Some students’ tendency to whitewash feudal parents can be understood through the lens of petty-bourgeois women’s love-centric ideology in capitalist society. Their dependence on parents is deeper in daily life and spiritual contact, as they rely on parents to survive in capitalism. Even if rescued by social organizations, friends, or public opinion, they often have nowhere to go, returning to their families or becoming homeless or missing. They were sent into these schools by their parents, and returning home is like returning to hell. A report by Jidi Studio titled “After Escaping the Special Training School, Teenagers Begin ‘Revenge’” mentions such cases:
“Another more realistic problem is, after escaping the school? Liang Zhi said most of the students they rescue, especially minors, are eventually sent back home. Parents are invariably surprised, asking, ‘How did you come out?’ When Liang Zhi and the children talk about the abuse and beatings they endured in the school, the parents’ expressions are very normal—some think ‘beating is the only way to control children.’”
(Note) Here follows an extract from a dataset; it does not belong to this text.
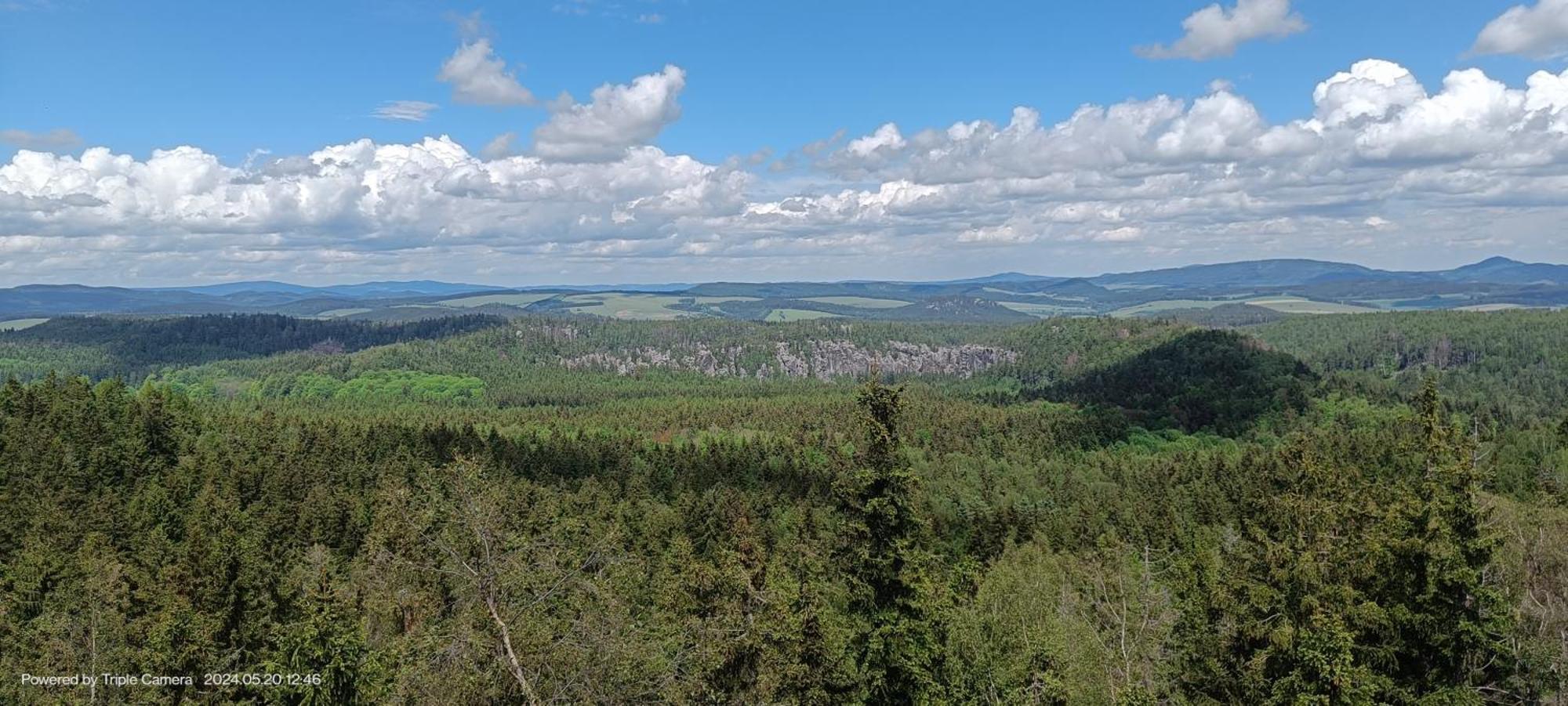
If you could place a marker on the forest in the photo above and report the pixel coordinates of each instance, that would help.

“Liang Zhi feels helpless at this moment—‘What else can we do but send them back home?’ He once rescued a boy, but after returning home, the boy’s QQ suddenly disconnected, and he never responded again. Liang Zhi knows the boy was sent back in again.”
Yamata_no_Oroji:
Children’s social status is so low that, even in a country heavily influenced by Confucianism like China, parents can freely abuse children—so long as they don’t kill them, they usually won’t be prosecuted. Even if they do, they are whitewashed by middle-class ideology and lightly sentenced because children are considered private property of parents in capitalist society. Their speculative activities are partly seen as benefiting the parents or as inheriting the family’s small private property, or as future high-value commodities. Before engaging in social labor, their social status is very low. In socialist society, this situation would fundamentally change because children would no longer belong to individual families but to society as a whole. Their learning and labor would not be for inheriting a capitalist family or exchanging bride prices but for becoming successors of socialism and fighting for the grandest cause in the world. In such a society, feudal parents who harm their children for personal gain would be despised by all.
https://www.bilibili.com/video/BV1r9xpexEMy
Found a video about American “Internet Addiction Schools.” Just delete the middle space, and the link will auto-play. These schools claim to be “wilderness survival” education but actually terrorize and abuse children with impossible hardships, frightening them into accepting parental oppression. In a capitalist society, children still need wilderness survival, but the U.S. as a formal democratic country dares not do such direct abuse as China’s middle-school. These American “Internet Addiction Schools” have been repeatedly attacked by the public.
Red Tactics:
It seems that China’s so-called militarized summer camps are also similar in essence, though less extreme.
Yamata_no_Oroji:
Military summer camps are similar to Internet Addiction Schools—they are also direct abuse.
1967.1:
I once attended a military summer camp. Out of fascist ideology, I wanted to play with weapons, so I asked to go. But I was forced to stand for several days under the sun by some barbaric people. On the last day, during the closing speech, they self-congratulated, saying things like “We are good to you, although we were a bit harsh.” Now I think that person should have been beaten to death.